Tanpa mengurangi tingkat keimanan terhadap agama Islam yang saya yakini kebenarannya, saya rasa kita harus sadar bahwa umat Islam tidak hidup hanya dengan komunitas agamanya sendiri saja. Kita umat Islam, hidup berdampingan dengan umat agama lain yang meski di negeri ini mereka minoritas, tapi tatap harus dihargai. Dalam sebuah hadits Nabi disebutkan, bahwa menghormati dan memuliakan tetangga adalah salah satu tolak ukur keIslaman seseorang. Tanpa membedakan agama orang tersebut. Piagam Madinah dan masa kepemimpinan Nabi Muhammad SAW di kota Madinah juga dapat menjadi bukti sekaligus pedoman tantang bagaiman Islam sangat menjunjung toleransi dan penghormatan terhadap hak-hak individu.
Kalau kita mau bermuhasabah atau merenung sejenak, dengan jujur mungkin harus kita akui bahwa kita ummat Islam telah banyak "mendzolimi" umat agama lain. Sengaja saya pakai tanda petik ("_") karena iu bukan kata yang saya maksud sebenarnya. Begini, maksud saya. Coba kita pikirkan, di luar bulan ROmadhon saja, dalam setiap harinya setidaknya dikumandangkan panggilan sholat atau adzan. Dan itu tentu menggunakan pengeras suara. Tapi karena sudah terbiasa sehinbgga belum pernah kita dengar ada warga non muslim yang memprotes suara adzan.
Maksud saya dalam tulisan ini bukan untuk "mengusulkan" agar kumandang adzan tidak usah mengenakan pengeras suara. Karena hal tesebut adalah mustahil. Tapi maksud saya adalah mari kita hargai "pengorbanan" non-muslim tersebut dengan juga menghargai peribadatan mereka.
Di beberap daerah akhir-akhir ini kita sering mendengar aksi warga yang menutup paksa geraja dan atau melarang kegiatan peribadatannya. Alasan warga adalah bahwa gereja tersebut belum mendapat izin resmidari pihak berwenang. Warga muslim tersebut berlindung kepada SKB tiga Menteri, yang isinya mewajibkan izin warga setempat dalam pendirian rumah ibadah.

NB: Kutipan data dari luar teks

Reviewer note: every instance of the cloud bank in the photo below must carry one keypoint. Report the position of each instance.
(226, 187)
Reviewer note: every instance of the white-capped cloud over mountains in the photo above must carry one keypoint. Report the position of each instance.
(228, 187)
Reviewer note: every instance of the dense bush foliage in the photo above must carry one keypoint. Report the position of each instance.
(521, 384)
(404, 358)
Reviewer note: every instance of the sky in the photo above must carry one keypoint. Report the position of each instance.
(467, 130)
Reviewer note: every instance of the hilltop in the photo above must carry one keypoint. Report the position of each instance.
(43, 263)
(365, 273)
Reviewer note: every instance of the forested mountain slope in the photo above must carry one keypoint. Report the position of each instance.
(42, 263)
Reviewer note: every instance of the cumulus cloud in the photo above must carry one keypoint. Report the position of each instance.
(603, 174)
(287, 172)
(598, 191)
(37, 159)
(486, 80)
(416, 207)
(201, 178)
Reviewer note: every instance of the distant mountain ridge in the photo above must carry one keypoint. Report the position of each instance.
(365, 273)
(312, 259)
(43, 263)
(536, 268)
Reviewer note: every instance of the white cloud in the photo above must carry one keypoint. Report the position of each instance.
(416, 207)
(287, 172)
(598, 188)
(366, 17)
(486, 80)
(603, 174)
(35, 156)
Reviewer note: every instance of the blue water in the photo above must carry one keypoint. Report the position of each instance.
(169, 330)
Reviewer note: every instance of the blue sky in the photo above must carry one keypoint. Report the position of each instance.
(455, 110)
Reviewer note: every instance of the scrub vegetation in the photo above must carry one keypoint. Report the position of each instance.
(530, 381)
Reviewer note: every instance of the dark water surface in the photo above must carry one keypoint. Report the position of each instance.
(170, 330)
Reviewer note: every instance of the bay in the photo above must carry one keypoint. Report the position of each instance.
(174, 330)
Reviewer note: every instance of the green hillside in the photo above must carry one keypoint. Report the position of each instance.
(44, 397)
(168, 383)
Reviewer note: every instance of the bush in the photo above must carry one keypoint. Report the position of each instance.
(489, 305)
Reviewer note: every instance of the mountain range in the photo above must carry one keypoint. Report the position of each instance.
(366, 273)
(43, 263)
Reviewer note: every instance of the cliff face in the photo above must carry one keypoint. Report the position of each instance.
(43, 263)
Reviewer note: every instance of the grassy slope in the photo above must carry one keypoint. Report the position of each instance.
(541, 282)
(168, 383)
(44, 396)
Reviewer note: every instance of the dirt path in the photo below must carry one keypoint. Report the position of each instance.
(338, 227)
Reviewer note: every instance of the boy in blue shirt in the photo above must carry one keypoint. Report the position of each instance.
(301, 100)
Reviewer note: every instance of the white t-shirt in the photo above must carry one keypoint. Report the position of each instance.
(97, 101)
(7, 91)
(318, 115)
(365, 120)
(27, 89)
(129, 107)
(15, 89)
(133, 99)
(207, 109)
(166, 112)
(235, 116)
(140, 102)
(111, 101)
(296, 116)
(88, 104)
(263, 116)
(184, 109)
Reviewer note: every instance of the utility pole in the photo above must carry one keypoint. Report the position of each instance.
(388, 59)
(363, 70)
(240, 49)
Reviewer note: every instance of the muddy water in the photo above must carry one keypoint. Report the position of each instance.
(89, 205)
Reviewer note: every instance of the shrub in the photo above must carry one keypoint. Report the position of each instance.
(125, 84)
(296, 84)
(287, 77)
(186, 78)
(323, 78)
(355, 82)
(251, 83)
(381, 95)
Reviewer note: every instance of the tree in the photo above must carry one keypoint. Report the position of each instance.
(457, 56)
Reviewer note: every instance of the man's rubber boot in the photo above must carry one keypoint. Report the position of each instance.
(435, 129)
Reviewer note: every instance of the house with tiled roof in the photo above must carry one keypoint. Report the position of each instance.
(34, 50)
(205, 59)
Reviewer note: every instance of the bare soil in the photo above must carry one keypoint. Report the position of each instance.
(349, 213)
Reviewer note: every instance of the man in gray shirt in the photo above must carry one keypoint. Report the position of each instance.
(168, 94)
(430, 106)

Tapi aku memiliki pendapat berbeda. Menurutku, itu adalah bentuk kekhawatiran yang berlebihan dari umat Islam terhadap kaum kristen. Mereka khawatir jika gereja tersebut digunakan untuk pusat peneybaran agama Kristen.
Sebagai muslim, saya memahami kekhawatiran tersebut. Saya juga sedih dan menenang adanya pemurtadan. Tetapi hemat saya masalah pemurtadan hendaknya dihadapi engan cara yang proporsional. Bahwa sudah ada aturan hukum yang melarang penyebaran agama terhadap orang yang sudah beragama, saya kira itu perlu dipertegas kembali. Jadi bukan dengan SKB tiga menteri yang membatasi peribadatan uat beragama.
Akhir kata, persoalam toleransi terutama toleransi beragama di Indonesia adalah sesuatu yang sensitif. sehingga perlu dikelola dengan benar. dan untuk ummat Islam, marilah kita manfaatkan bulan suci yang tinggal beberapa hari lai ini dengan meningkakan ketaqwaan kita kepada Allah swt. termasuk juga marikita hormati hak-hak umat lain.